Some of TV’s best love stories have ended with two relatively likable characters splitting up. When Cheers’ fervently shipped Sam (Ted Danson) and Diane (Shelley Long) finally went their separate ways, it was because he mustered the maturity to let her chase her dreams. There was still plenty of love between Better Call Saul’s Jimmy (Bob Odenkirk) and Kim (Rhea Seehorn) when it became clear that their paths in life were not compatible. A partner doesn’t have to be an antagonist to be wrong for our hero; think of how many decent-enough human beings Insecure’s Issa (Issa Rae) and Lawrence (Jay Ellis), a longtime couple who break up in the series’ first season, had to date to find their way back to each other. What unites these three shows, which are otherwise quite different, is psychologically astute character development. As in the real world, they’re populated by personalities that don’t neatly divide along a good-evil binary but are, instead, flawed yet lovable—to some other lovably flawed character, at least.

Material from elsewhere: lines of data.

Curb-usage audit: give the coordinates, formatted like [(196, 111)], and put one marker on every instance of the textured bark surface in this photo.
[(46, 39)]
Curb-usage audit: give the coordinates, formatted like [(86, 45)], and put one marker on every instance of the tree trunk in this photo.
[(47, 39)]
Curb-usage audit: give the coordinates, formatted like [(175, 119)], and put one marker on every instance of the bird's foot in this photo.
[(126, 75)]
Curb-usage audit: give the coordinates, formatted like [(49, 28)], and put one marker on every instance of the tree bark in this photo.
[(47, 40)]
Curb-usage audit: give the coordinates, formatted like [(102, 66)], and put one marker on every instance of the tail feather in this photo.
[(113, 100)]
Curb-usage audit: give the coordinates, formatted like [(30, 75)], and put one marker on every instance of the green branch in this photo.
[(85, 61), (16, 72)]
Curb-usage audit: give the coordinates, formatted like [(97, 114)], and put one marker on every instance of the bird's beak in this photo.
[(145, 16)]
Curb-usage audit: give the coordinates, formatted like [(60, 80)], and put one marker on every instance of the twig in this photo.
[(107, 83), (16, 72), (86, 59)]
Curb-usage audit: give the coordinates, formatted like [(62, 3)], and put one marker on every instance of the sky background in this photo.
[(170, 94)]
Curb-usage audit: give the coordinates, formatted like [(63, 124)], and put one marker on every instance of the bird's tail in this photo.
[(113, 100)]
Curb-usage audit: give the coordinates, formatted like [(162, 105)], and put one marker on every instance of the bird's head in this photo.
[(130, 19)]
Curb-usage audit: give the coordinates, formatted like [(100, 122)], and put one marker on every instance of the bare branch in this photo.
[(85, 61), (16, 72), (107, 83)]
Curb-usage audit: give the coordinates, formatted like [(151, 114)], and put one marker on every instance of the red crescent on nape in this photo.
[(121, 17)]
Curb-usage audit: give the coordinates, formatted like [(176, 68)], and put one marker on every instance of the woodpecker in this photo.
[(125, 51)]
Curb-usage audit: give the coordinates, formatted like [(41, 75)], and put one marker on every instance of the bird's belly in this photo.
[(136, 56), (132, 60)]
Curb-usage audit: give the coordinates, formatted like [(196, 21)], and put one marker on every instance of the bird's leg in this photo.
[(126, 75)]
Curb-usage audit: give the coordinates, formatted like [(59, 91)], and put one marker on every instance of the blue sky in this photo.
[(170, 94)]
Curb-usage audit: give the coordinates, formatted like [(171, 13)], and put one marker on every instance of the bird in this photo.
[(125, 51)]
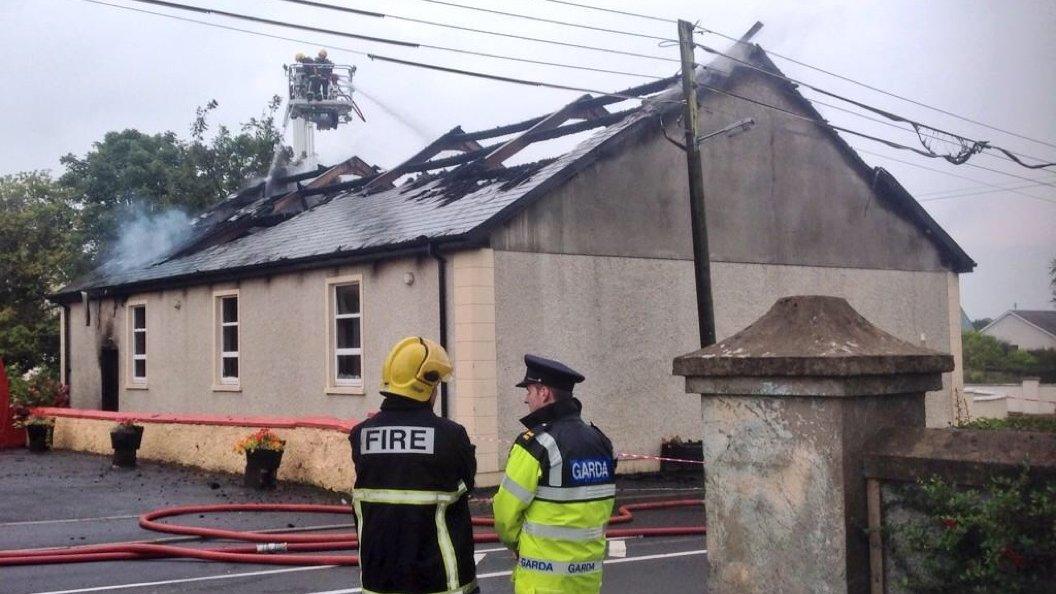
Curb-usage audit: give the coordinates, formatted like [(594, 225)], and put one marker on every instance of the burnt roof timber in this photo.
[(534, 136), (508, 149), (587, 105), (450, 141), (351, 165)]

Love Story, like so many Murphy projects, is too focused on revising historical narratives to care about crafting complex characters, much less about who its flattening hurts. What’s ironic is that this work of revisionism tries so hard to redeem Bessette Kennedy—who was torn apart by the press, with reports of drug use and “bitchy” behavior—that it ends up trashing, in similar terms, a woman who is still alive to sustain the reputational damage. If the show has a point, it’s that mass-media surveillance warps beyond recognition the famous lives it purports to document. And that, when you think about it, sounds a lot like what Love Story has done to Hannah.